Harris named one series “Zips,” a name Newman gave to the long colored stripe in many of his Minimalist paintings. Harris’ “Zips,” are like Newman’s in that they are inclusions of a section of different material or color in a field; however, the oval glass “Zips” are grouped on a wall. And Harris’ zip is an irregular organic incursion, making a distinctly non-minimalist statement. The rounded pieces are less colorful than either Harris’ own or Newman’s typical work. In addition, Newman was no fan of ovals. Some of Harris’ other works, like the fused glass “Color Field Wall Panels,” actually have a more Newman-esque look, though Ellsworth Kelly is the more obvious inspiration for these squared-off but organic works.

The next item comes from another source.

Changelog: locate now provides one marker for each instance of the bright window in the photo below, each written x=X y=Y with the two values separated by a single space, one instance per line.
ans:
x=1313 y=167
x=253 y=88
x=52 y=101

Perhaps Harris’ most successful series is the “Mod Series,” in which he’s carved out small holes in egg-shaped objects. They catch light inside and reveal strata of colored glass at their ground and polished margins. Harris claims that he forced himself to do coldworking in order to overcome his hatred of this process (a hatred shared by many glass makers). Today, though, he has come to enjoy coldworking and says that “half of what I do is coldworking.” His deft touch is evident in these opaque “Mod” objects with their satin M&M like surfaces, mounted in drifts on white panels. They are playful Post-Pop images, almost parodies of Op artist Larry Poons. “I’m trying to take the legacy of Pop and make it more expressionistic and emotive,” Harris says. An additional virtue of these pieces is their virtuosity. They are economically and elegantly constructed. Certainly, one need not be a student of the history of painting to find them fun to look at.
A recent wall panel containing an organic grid of embedded murrinis is layered and responsive to light. This piece does have a painterly quality of varied color density. Harris describes the effect as “pointillism” but relates the color to Rothko, a recent interest for him.

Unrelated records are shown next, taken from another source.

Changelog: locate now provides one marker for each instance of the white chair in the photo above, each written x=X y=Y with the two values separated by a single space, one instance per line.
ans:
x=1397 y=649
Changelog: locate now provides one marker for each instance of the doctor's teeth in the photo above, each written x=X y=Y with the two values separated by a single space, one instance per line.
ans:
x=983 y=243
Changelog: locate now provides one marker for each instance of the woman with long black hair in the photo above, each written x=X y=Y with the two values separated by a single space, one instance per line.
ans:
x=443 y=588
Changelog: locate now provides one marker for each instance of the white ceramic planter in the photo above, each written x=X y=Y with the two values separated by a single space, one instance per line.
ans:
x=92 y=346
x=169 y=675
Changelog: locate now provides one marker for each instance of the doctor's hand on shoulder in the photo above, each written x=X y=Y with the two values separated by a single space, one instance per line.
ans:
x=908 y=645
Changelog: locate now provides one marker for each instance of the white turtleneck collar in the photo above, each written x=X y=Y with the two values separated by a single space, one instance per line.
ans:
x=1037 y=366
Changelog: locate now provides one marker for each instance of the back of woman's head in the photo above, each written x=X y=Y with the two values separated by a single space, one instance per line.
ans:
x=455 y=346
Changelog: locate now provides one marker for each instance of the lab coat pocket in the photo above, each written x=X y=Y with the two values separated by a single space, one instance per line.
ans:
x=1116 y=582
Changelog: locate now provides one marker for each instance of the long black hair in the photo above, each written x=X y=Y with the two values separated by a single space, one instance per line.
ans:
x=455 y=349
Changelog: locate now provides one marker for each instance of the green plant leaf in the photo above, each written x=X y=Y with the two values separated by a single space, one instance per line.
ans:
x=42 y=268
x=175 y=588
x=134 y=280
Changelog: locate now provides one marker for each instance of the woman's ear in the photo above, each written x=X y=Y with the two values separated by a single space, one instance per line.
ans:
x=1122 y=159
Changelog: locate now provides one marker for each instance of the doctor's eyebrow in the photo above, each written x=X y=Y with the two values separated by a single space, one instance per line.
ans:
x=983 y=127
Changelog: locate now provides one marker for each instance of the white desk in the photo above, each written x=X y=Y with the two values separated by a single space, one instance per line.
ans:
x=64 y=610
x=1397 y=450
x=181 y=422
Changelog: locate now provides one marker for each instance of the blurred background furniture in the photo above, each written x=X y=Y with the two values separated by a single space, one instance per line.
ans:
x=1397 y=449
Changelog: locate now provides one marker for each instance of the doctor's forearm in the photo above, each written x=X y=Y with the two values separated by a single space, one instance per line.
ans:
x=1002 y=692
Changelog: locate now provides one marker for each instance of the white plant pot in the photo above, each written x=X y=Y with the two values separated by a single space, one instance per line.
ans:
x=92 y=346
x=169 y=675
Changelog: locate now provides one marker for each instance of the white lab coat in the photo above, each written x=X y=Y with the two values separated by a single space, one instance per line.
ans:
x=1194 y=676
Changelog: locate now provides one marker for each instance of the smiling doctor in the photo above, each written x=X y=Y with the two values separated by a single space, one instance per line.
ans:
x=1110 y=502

Harris is an interesting phenomenon in contemporary glass. Unlike many artists who use glass today, he does not make a point of saying “I use glass only when it suits the work I want to make.” He usually uses glass with no apologies; and when he uses another material such as rubber, he’s been known to praise it for its resemblance to glass. There’s a bit of image appropriator Sherrie Levine in Harris. For him glass is a medium of post-modern commentary. It’s almost like he’s saying: “Hey Kelly, You thought painting was IT; didn’t ya? Guess what? I did the same thing in glass. Nyaah Eva! You were hot stuff when you made this in white porcelain; The joke’s on you! I had more fun with it in colored glass.”